When a defamatory statement is republished by another person, that person may be held liable to the same extent as the original defamer. I recently wrote about liability for rumor-mongering and focused on the potential liability of the person spreading rumors heard from another source. This month, I want to focus on the potential liability of the source of the defamatory statement, particularly when the statement is made to another under circumstances that make it highly likely the defamatory statement will be shared with a larger audience.
The general rule in Virginia is that the original publisher of a defamatory statement will be liable for republication if repetition of the statement was foreseeable as the natural and probable consequence of the original publication:
It is well settled that the author or originator of a defamation is liable for a republication or repetition thereof by third persons, provided it is the natural and probable consequence of his act, or he has presumptively or actually authorized or directed its republication. This is based upon the principle that such republication constitutes a new cause of action against the original author. However, the original author is not responsible if the republication or repetition is not the natural and probable consequence of his act, but is the independent and unauthorized act of a third party.
Weaver v. Beneficial Fin. Co., 199 Va. 196, 199 (1957). (Note: This rule generally does not apply to media defendants such as newspapers and magazines, as holding them liable for anticipated republication would result in an endless re-triggering of the statute of limitations. See id. at 200).
This basically means that if a person shares a false rumor with a close friend with the understanding that the rumor would not be shared with anyone else, he may not be held liable for defamation based on the friend’s unauthorized sharing of the information with another person (such as posting the rumor on Facebook). But if the false rumor is sent not to a trusted confidant but to, say, the Washington Post, knowing that the Post would likely be interested in the story and that it would share the false information with its millions of readers, the source of the information may be held responsible for the damage caused thereby. It wouldn’t be an excuse for that person to point out that he only shared the rumor with a single entity and that it was that entity who actually caused the damage to reputation. That damage was the natural and probable consequence of his actions, so the person who started the rumor is responsible.
Let’s look at a real-world example. In Adams v. Children’s Hospital of the King’s Daughters, the Norfolk Circuit Court dealt with the foreseeable-republication rule in its consideration of a demurrer last September. The facts of the case (taking the allegations of the complaint as true, as the court is required to do when considering a demurrer) were essentially these:
In August 2015, Dawn Adams received an invoice from the Children’s Hospital for services rendered to a child named Nathaniel. Ms. Adams had no such child, and contacted the hospital to explain they had billed her in error. The hospital acknowledged their mistake and promised to correct it. But instead, they referred the unpaid invoice to Security Collection Agency, falsely telling them that Adams was responsible for the unpaid invoice. The collection agency proceeded to report the debt to Equifax Information Services, which updated her credit report accordingly. Adams sued the hospital for defamation, claiming “loss of credit opportunities, injuries to her reputation and standing in the community, and embarrassment, humiliation, and other mental and emotional distress.”
The hospital made a number of arguments to try to get the case dismissed, but of relevance to this blog post, they argued that the case should be dismissed because it was not the hospital that made any of the allegedly inaccurate statements that led to Adams’ claimed injuries, and because the alleged facts were insufficient to establish that the collection agency acted as the hospital’s agent.
The court declined to address the agency argument, reasoning that defamation liability was established under the Weaver rule:
The Court finds that Adams adequately alleges that a natural and probable consequence of [the hospital] disclosing false information about Adams to Security Collection was that Security Collection would then report Adams’s “unpaid” invoice to CRAs, including Equifax. The Court also finds that Adams adequately alleges that [the hospital] presumptively authorized Security Collection to report the false indebtedness to Equifax to induce payment.
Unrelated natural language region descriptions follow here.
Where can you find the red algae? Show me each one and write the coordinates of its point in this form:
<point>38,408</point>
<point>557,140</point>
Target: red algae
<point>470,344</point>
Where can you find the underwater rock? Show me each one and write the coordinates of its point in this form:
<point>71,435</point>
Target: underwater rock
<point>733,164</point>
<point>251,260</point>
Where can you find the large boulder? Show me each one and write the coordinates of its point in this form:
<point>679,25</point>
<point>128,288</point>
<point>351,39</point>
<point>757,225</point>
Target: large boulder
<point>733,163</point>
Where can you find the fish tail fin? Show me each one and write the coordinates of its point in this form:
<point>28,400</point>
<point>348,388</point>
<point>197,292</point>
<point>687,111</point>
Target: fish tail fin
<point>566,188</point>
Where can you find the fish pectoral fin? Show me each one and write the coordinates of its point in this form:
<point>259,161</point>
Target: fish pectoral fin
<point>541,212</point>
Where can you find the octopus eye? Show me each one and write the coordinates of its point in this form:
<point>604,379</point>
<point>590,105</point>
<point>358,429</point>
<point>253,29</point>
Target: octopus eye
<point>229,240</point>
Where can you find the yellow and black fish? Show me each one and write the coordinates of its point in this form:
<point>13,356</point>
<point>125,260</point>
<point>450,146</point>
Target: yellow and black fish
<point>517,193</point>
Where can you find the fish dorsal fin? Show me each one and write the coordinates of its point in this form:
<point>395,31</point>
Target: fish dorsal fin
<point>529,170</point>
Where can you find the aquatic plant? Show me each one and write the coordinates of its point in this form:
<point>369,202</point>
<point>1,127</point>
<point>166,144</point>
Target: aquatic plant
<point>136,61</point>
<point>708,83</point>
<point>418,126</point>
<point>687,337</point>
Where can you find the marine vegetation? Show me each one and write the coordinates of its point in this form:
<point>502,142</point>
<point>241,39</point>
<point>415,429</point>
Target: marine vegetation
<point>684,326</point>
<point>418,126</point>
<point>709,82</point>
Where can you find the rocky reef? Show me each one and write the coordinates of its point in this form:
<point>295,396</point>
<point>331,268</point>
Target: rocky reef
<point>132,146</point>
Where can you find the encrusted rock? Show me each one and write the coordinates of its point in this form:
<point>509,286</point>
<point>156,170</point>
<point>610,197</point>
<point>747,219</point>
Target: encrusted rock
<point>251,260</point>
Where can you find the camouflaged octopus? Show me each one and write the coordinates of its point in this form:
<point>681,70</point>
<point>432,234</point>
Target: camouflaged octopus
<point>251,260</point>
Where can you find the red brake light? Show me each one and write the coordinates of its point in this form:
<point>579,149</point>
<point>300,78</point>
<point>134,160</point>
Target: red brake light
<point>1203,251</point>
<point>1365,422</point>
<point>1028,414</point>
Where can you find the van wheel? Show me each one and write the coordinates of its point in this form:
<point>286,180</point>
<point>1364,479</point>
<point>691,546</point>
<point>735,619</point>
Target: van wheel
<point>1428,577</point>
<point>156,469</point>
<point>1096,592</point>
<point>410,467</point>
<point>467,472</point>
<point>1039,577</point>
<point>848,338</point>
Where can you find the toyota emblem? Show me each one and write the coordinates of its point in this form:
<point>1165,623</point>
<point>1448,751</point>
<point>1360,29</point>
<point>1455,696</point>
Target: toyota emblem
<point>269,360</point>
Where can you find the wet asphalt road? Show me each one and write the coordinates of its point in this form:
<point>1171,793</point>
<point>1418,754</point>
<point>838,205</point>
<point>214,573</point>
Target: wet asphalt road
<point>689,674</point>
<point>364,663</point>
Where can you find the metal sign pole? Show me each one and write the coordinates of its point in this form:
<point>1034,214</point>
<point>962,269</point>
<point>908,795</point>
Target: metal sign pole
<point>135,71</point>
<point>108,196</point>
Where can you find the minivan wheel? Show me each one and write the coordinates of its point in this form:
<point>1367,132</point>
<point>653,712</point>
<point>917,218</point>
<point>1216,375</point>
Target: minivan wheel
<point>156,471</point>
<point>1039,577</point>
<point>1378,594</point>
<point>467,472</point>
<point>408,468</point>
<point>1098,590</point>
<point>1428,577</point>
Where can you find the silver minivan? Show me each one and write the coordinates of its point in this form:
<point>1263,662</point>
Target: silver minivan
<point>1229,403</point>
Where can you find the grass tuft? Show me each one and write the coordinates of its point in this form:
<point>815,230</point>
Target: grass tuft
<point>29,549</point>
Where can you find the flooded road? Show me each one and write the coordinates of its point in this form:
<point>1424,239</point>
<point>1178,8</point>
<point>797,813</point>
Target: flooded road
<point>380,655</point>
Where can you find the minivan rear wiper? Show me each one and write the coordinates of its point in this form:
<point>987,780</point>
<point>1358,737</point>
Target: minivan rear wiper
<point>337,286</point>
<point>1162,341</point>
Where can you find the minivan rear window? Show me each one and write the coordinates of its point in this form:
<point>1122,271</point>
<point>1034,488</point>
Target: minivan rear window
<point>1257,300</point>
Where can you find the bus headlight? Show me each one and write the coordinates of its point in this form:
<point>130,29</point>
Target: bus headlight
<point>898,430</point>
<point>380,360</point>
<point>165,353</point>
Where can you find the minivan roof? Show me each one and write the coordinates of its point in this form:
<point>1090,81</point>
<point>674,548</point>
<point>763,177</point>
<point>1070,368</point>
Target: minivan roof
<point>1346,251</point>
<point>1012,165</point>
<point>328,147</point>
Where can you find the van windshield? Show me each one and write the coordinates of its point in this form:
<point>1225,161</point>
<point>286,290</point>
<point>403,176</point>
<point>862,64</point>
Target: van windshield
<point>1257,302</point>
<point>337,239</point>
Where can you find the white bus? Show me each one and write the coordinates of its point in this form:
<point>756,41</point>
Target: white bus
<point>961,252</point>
In other words, although it was the collection agency (and not the hospital) that made the false statement to Equifax, which in turn caused damage to Ms. Adams’ reputation and credit, the hospital remained potentially liable for the resulting harm. This is because the hospital knew (or should have known) that when it hired the collection agency and presented it with certain alleged debts, one of the things the agency would presumably do is communicate that information to one or more credit bureaus. Repetition and republication of the information was the natural and probable consequence of communicating the false information to the collection agency.